Seth Borenstein has emails in the climategate batch. So he's probably not unbiased.

"Kevin, Gavin, Mike,
It’s Seth again. Attached is a paper in JGR today that Marc Morano is hyping wildly. It’s in a legit journal. Whatchya think?"


David C writes:

"Notice that the reporters don't comment on the use of the word 'hide.' When researchers try to hide something that contradicts their other findings or views, then, as comedian Will Durst says, "That's not good." Notice also that the tree ring data say that temperatures weren't as warm [they mean "high"] as "scientists had determined." In other words, scientists had already "determined" that the temperatures were high."

It's a good point about people subconsciously or consciously looking for the facts to fit their views, but how is he hiding the warming if he's making an adjustment based on openly published research? Were they refusing to make publicly available their methods of adjusting the raw data? It seems more like "hide" was just a poor choice of words.

The last one on news reporting of ClimateGate was a good critique, but with this article it seems like you're doing a lot of nitpicking. Also, please don't turn into Dean Baker. I read blogs like this because I know the major media outlets are terrible. I don't need a constant reminder.

David C writes:

Oh, and I forgot about Bob Murphy's argument about the Trenberth emails.

Via Real Climate (http://www.realclimate.org/index.php/archives/2009/11/the-cru-hack-context/comment-page-21/)

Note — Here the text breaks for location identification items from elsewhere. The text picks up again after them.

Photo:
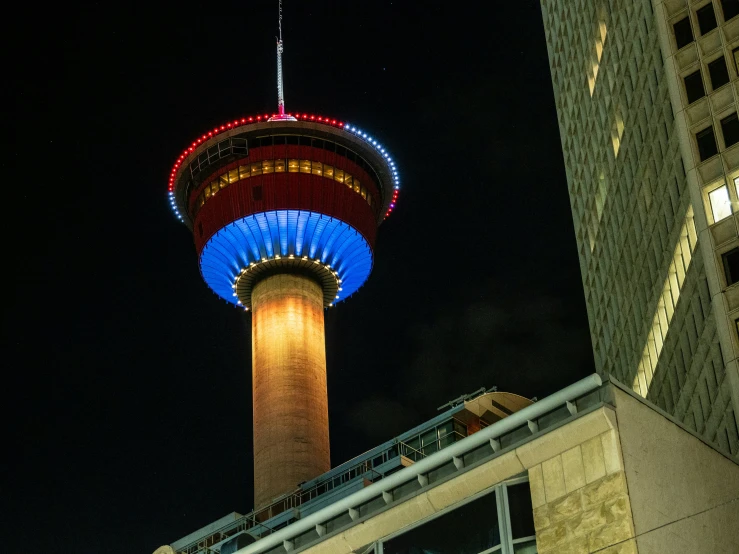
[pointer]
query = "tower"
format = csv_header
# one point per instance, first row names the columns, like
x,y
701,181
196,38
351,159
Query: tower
x,y
645,92
284,211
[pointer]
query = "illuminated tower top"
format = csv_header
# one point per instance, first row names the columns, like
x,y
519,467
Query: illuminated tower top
x,y
284,210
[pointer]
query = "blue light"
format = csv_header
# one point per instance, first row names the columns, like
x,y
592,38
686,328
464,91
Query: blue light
x,y
284,233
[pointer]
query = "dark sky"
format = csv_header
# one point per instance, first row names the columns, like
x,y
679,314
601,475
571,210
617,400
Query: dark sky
x,y
126,406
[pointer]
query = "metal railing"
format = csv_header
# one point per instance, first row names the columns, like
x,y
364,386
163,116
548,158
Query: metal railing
x,y
514,429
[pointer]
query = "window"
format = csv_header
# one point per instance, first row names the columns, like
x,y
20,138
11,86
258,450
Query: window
x,y
683,32
706,143
694,86
730,129
718,72
706,18
730,8
481,525
256,193
720,203
731,266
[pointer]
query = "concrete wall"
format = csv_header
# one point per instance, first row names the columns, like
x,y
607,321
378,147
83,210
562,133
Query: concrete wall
x,y
580,499
437,498
684,494
290,401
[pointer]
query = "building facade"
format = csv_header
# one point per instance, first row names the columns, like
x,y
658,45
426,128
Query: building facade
x,y
646,98
591,468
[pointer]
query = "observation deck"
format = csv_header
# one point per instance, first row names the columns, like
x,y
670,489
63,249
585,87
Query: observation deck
x,y
265,197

Here's a paper explaining exactly what Trenberth was talking about, and why he mentions geoengineering and not climate change in general:


The abstract:
"Planned adaptation to climate change requires information about what is happening and why. While a long-term trend is for global warming, short-term periods of cooling can occur and have physical causes associated with natural variability. However, such natural variability means that energy is rearranged or changed within the climate system, and should be traceable. An assessment is given of our ability to track changes in reservoirs and flows of energy within the climate ystem. Arguments are given that developing the ability to do this is important, as it affects interpretations of global and especially regional climate change, and prospects for the future."

He's worried about geoengineering's prospects because of difficulties in predicting regional variations. Emissions reductions are about preventing regional changes, but geoengineering causes regional changes.

MJR writes:

"[The] temptation to advocacy is a sort of inverted form of Pascal's Gambit, wherein the infinite returns associated with religious salvation (eternal bliss), when dropped into an expected value calculation with any non-zero probability of that salvation occurring, result in infinite expected value numbers. Hard to resist converting to Catholicism in such circumstances. What's the net present value of infinite bliss? (If you asked 'What's my discount rate?' please seek professional help).

Of course, there is also a sort of inverted 'division by zero error' implicit in this sort of exercise. Expected value calculations lose all meaning and do so very quickly when infinity is used as a variable, as even vanishingly small probability assignments mean that even cosmically unlikely events are still worth betting vast sums (even all available sums) on. More crudely: 'It's not the odds, it's the stakes.'"

Nicely sums up the motives of the climate scientists working on this project. Even if you're not convinced of the merits of global warming, it's easy to justify manipulating or deleting uncooperative data in order to convince the general public that climate change is real. But rationalizing these actions from an economics prospective doesn't make this good science.

Note: I am not the author of the above quote; The author of the blog I referenced (Equity Private) simply said it better than I ever could. A link to the original post: http://finemrespice.com/node/74

MJR writes:

By the way, that post was specifically re: Tom West and his point about understanding why the scientists did it.